Deploying Azure Data Services via Terraform Part 7: Deploying an Azure Arc enabled Data Services Controller

Part seven of this series focuses on deploying an Azure Arc enabled Data Services controller to a Kubernetes cluster. As per the closing comments of the last blog post, PX Backup will be covered in part 9 of the series, when we will have a big data cluster to backup and restore.

All the content in this series of blog posts relates to this GitHub repo, the content for this post relates to the azure_arc_ds_controller module specifically.

Where Were We ?

If you have been following this series, you should have:

  • a basic understanding of Terraform
  • a Kubernetes cluster that you can connect to using kubectl
  • a basic understanding of Kubernetes services
  • a working metalLB load balancer
  • a basic understanding of how storage works in the world of Kubernetes
  • a Kubernetes storage solution in the form of PX Store, alternatively you can use any solution (for the purposes of this series) which supports persistent volumes, however to use the backup solution in part 9 of the series you will need to use something that supports CSI

Azure Arc enabled Data Services – What Is It ?

Azure Arc is the linchpin of Microsoft’s hybrid and multi-cloud strategy and it encompasses:

  • Arc for servers
  • Arc for Kubernetes
  • Azure Arc enabled SQL Server
  • Arc enabled Data Services

The focus of this series of blog posts is on Azure Arc enabled Data Services, simply put (at the time of writing this post) it allows you to run Azure Managed SQL Server instances and PostgresSQL Hyperscale wherever you can run Kubernetes, be that on-premises or in the public cloud.
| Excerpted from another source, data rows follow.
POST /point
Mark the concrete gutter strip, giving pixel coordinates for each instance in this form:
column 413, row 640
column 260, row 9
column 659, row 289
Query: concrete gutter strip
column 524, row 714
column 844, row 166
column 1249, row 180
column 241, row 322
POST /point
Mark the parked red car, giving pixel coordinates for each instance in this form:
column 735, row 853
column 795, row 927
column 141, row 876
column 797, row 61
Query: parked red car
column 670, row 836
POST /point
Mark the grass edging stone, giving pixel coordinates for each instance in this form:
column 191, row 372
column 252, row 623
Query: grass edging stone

Microsoft’s ethos behind Azure Arc enabled Data Services is to bring Azure to people who for whatever reason cannot make the trip to Azure. I strongly suspect that more data platforms currently only found in Azure will make their way onto the Azure Arc enabled Data Services platform in the fulness of time.

Azure Arc enabled Data Services Architecture 101

The Azure Arc enabled Data Services stack comprises of three fundamental layers:

  • A Kubernetes cluster
    This can be AWS, EKS, GKE, Red Hat OpenShift, VMware Tanzu or vanilla Kubernetes deployed via kubeadm . . . and you should know by now that Kubespray – Ansible playbooks that invoke kubeadm, is my preferred method for deploying vanilla Kubernetes. To quote Kelsey Hightower: “Kubernetes is a platform for building platforms”, in this specific instance the endgame platform is Azure Arc enabled Data Services.
  • The Data Controller
    The controller extends the Azure Resource Manager to the Kubernetes cluster(s) that underpins the Azure Arc enabled Data Services stack, it sends telemetry metrics and logging to Azure. The Data Controller furnishes the following services and capabilities:
    • A controller service,
    • An API Endpoint,
    • provisioning management,
    • management and performance dashboards,
    • metrics,
    • logging,
    • managed backup/restore,
    • high-availability service coordination.
  • Data Services
    This is the top most layer of the stack, at the time of writing this post, PostgresSQL Hyperscale and Azure Arc managed SQL Instances can be deployed to a data controller. The relationship between a data services instance and a controller is 1:1, but a data controller can be associated with multiple instances, i.e. the relationship is M:1. For a multi-tenant database-as-a-service platform, each tenant, as in a group associated with a particular set of end users, would have a dedicated controller.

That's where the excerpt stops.